Wozu Deutsch?
Über die zwei großen Ziele des Deutschunterrichts
Schüler zum Deutschlehrer: „Dass wir Englisch lernen müssen, das sehe ich ein. Aber Deutsch? Das können wir doch!“
Kein Zweifel, schon die Schülerinnen und Schüler unserer fünften Klasse vollbringen beachtliche sprachliche Leistungen, wenn sie sich auf dem Schulhof oder auch in der Klasse mit ihren Mitschülerinnen und Mitschülern auseinandersetzen. Etwas anders sieht das aus, wenn man sie – die Fünftklässler, aber auch ältere Schülerinnen und Schüler – bittet, Gedanken, Geschichten, Anweisungen oder Argumente zusammenhängend zu Papier zu bringen. In der schriftlichen Darstellung, aber auch in der mündlichen – etwa in höheren Jahrgangsstufen bei Referaten – gelingt beileibe nicht alles zur Zufriedenheit.
Es ist zu hoffen, dass der eingangs erwähnte Schüler im Laufe seines Schülerlebens so viel Englisch gelernt haben wird, dass er den Satz des englischen Dichters Ben Jonson versteht, der schon vor mehr als 400 Jahren wusste: “Talking and eloquence are not the same: to speak, and to speak well, are two things.” (Reden und Wortgewandtheit sind nicht dasselbe: Sprechen und gut sprechen sind zwei Dinge.)
Natürlich entwickeln sich die sprachlichen Fähigkeiten im Laufe des Lebens, aber wenn man das Ziel vor Augen hat, dass unsere Schülerinnen und Schüler – wenn sie die Schule verlassen – in vielen Situationen geschickt mit der deutschen Sprache umgehen können, dann kann man nicht alles der natürlichen Entwicklung überlassen. Nicht einmal das Verständnis von Texten ist naturgegeben, sondern entwickelt sich nur durch bewusste Auseinandersetzung mit gelungenen und weniger gelungenen Beispielen von Sprachverwendung, durch das Sprechen darüber und durch eigenes Ausprobieren und Üben.
Ist das eine Ziel des Deutschunterrichts, die Schülerinnen und Schüler geschickt(er) zu machen in ihrem Umgang mit der Sprache, so hängt das andere damit zusammen, dass die Beschäftigung mit Sprache ohne die Beschäftigung mit Inhalten schwer vorstellbar ist.

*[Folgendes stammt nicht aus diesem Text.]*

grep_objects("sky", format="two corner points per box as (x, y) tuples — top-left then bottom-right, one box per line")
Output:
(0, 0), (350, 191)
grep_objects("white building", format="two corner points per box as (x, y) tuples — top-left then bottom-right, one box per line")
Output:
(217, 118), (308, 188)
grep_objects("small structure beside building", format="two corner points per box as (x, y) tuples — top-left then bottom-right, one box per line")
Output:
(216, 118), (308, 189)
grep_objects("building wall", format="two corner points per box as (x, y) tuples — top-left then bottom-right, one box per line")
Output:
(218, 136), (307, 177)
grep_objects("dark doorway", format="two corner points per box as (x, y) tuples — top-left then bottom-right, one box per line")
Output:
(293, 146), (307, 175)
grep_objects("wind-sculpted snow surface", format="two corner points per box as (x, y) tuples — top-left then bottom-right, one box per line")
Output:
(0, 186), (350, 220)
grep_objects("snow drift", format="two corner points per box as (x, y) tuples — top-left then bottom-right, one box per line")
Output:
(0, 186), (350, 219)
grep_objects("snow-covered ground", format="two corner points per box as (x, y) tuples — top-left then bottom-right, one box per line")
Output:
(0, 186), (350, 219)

Ob die eigene Kommunikation mit Mitschülerinnen, Mitschülern oder auch Erwachsenen im Zentrum der Aufmerksamkeit steht oder das Verständnis von Texten, immer wird es darum gehen, das Gesagte oder Geschriebene zu reflektieren, auf sich zu beziehen, ggf. eine Position dazu einzunehmen und diese zu begründen. In diesem Sinne leistet der Deutschunterricht auch einen Beitrag zur Persönlichkeitsentwicklung. Das ist das zweite große Ziel des Deutschunterrichts, ein großes Ziel, das – zusammen mit dem erstgenannten – für die große Vielfalt der Aktivitäten innerhalb dieses Faches verantwortlich ist.